Leslie Burger, an Extension conservation educator and assistant professor, said altered or lost habitat is a problem for many wildlife species.
“Your property can provide habitat for a variety of animals,” Burger said. “Start by looking at what you have and don’t have on your own property, and realize that in a neighborhood, you don’t have to provide everything if your neighbors also provide some of what wildlife need.”
Many people’s first thought for wildlife is to provide birdfeeders for songbirds and hummingbirds, but Burger said these require follow-up.
“Birds congregate around feeders, and this may create an issue with droppings and seeds. Periodically removing waste and spilled feed will help prevent potential problems with weeds and disease, especially if you continue to feed birds during the summer months,” Burger said.
“If you put out hummingbird feeders, it is best to offer only enough that they can drink in one or two days so mold does not become an issue in the feeder.

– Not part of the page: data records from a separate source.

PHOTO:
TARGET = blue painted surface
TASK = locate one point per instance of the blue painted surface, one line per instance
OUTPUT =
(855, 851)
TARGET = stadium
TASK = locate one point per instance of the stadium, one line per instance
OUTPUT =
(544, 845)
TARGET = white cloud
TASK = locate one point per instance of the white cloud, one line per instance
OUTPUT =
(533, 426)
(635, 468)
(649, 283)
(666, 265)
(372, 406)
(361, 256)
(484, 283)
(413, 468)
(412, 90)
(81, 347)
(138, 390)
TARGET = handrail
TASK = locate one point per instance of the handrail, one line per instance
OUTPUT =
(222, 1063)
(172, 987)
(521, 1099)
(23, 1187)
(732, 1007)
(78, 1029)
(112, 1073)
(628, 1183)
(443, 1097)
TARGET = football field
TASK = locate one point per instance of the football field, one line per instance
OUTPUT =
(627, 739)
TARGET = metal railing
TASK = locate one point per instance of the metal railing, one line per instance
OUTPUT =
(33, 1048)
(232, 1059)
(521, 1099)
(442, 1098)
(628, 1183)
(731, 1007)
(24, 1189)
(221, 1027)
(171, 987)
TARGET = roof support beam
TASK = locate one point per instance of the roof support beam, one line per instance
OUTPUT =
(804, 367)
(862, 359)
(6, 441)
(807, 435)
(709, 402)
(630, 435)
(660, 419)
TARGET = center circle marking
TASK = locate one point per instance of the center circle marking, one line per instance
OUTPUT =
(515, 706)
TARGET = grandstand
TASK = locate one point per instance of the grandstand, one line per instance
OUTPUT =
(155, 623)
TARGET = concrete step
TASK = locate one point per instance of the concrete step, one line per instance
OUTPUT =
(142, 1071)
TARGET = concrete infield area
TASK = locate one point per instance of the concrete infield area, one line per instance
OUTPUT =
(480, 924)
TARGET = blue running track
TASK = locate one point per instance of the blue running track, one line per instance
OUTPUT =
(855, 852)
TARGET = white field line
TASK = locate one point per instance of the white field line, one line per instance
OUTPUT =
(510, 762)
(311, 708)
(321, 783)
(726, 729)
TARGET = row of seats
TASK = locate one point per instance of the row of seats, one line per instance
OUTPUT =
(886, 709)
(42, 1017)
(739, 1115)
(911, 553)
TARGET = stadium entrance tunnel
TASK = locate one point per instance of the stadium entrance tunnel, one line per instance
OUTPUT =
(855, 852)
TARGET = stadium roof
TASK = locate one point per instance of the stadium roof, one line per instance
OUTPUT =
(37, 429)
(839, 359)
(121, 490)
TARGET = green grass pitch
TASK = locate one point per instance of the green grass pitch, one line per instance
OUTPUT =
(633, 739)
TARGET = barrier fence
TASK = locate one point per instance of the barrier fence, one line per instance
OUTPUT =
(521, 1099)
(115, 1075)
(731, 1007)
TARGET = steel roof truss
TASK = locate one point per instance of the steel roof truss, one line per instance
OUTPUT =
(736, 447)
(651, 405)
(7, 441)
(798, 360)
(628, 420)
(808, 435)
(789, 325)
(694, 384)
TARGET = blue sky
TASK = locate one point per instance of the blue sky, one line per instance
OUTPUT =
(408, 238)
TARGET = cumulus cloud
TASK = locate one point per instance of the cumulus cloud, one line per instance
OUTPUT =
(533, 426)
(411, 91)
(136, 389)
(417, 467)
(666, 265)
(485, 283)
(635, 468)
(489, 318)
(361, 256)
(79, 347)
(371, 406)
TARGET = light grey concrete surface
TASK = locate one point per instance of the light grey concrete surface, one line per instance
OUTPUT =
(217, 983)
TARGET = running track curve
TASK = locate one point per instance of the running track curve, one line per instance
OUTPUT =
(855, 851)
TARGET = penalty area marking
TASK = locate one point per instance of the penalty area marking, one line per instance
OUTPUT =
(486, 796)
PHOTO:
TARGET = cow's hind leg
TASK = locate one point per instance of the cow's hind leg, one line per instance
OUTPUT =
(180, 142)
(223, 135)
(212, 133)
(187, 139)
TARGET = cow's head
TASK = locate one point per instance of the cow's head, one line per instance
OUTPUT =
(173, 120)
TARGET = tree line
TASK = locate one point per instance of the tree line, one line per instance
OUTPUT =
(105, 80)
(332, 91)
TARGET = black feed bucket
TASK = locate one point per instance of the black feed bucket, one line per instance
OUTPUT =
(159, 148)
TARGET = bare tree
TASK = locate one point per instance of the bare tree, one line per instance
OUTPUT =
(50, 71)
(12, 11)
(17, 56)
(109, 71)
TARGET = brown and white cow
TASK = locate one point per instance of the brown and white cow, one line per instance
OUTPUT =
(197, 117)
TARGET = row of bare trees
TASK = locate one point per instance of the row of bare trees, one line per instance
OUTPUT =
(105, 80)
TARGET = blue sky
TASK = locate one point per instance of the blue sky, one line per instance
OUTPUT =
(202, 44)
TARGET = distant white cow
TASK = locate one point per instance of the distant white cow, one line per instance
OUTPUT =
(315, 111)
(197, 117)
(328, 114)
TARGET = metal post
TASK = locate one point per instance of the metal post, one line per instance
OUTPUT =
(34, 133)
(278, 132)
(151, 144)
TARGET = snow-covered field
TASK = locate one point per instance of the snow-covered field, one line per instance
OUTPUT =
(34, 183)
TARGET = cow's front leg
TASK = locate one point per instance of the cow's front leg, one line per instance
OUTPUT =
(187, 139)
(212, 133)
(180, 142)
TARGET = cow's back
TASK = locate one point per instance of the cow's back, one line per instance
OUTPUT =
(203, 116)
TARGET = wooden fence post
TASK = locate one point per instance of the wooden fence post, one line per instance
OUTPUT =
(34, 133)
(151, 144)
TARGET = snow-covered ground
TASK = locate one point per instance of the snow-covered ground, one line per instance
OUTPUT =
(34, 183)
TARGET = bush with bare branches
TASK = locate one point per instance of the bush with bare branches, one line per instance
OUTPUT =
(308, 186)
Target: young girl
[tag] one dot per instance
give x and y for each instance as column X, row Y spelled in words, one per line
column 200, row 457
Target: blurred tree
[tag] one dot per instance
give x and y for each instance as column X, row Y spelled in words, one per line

Both kinds of feeders must be taken down and disinfected regularly with a mild bleach solution,” she said.
A more natural solution is to provide habitat for them.
“When you are putting in a landscape, use native plantings that create food and shelter environments that the different animals need,” Burger said. “This can be a neighborhood project, with neighbors getting together to plant a variety of food sources for desired birds and wildlife.”
This type of plan works for birds and butterflies, another favorite in home landscapes.
Burger urged homeowners to plant the right selections to avoid unintentionally create a toxic habitat for them. Some hybrid and modified plant varieties may be fatal to the butterflies or birds that they attract.
Using native plants in the landscape is one of the best and easiest ways to encourage a diversity of wildlife. Consult with the local county Extension office for help.
Be sure that the environment being created attracts the desired wildlife and not unwanted animals.
“When you create wildlife habitat, you have the ability to be intentional and select against things just like you can select for them,” Burger said. “For example, don’t create a habitat for mice if you don’t want rat snakes.”
Yards can attract rabbits if some areas are allowed to grow a little higher and even some strategic “weeds” are permitted to remain.
“You’re more likely to have rabbits if your yard doesn’t look like a football field,” she said. “Rabbits raise their young in a nest they construct on the ground, so they need an area that has some shrubs and clumping grasses for protection from predators and the weather.”
The MSU Extension Service and Department of Landscape Architecture created Mississippi Smart Landscapes as the go-to digital source for those looking for simple, sustainable home landscapes. The site offers a variety of information to support environments that encourage wildlife, use water wisely, lower energy costs, and benefit both homes and neighborhoods.